Sterilization – Where possible, the finished product should be terminally sterilized, using a validated and controlled sterilization process, as this provides greater assurance of sterility than a validated and controlled sterile filtration process and/or aseptic processing.
Validated loading patterns should be established for all sterilization processes and load patterns should be subject to periodic revalidation. Maximum and minimum loads should also be considered as part of the
overall load validation strategy.
Heat sterilization cycles should be revalidated with a minimum frequency of at least annually for load patterns that are considered worst case. Other load patterns should be validated at a frequency justified in the CCS
Where biological indicators are used to support validation or to monitor a sterilization process (for
example, with ethylene oxide), positive controls should be tested for each sterilization cycle.
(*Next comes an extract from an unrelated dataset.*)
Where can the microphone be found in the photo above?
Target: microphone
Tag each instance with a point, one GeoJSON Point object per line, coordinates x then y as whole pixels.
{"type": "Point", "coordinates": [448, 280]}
The reliability of biological indicators is important. Suppliers should be qualified and transportation and storage conditions should be controlled in order that biological indicator quality is not compromised. Prior to use of a new batch or lot of biological indicators, the population, purity and identity of the indicator organism of the batch or lot should be verified.
For other critical parameters (such as D-value or Z-value), the batch certificate provided by the qualified supplier can normally be used
Indicators – such as autoclave tape or irradiation indicators – may be used, where appropriate,
to indicate whether or not a batch (or sub-batch material, component or equipment) has passed through a sterilization process.
These indicators show only that the sterilization process has occurred; they do not indicate product sterility or achievement of the required sterility assurance level.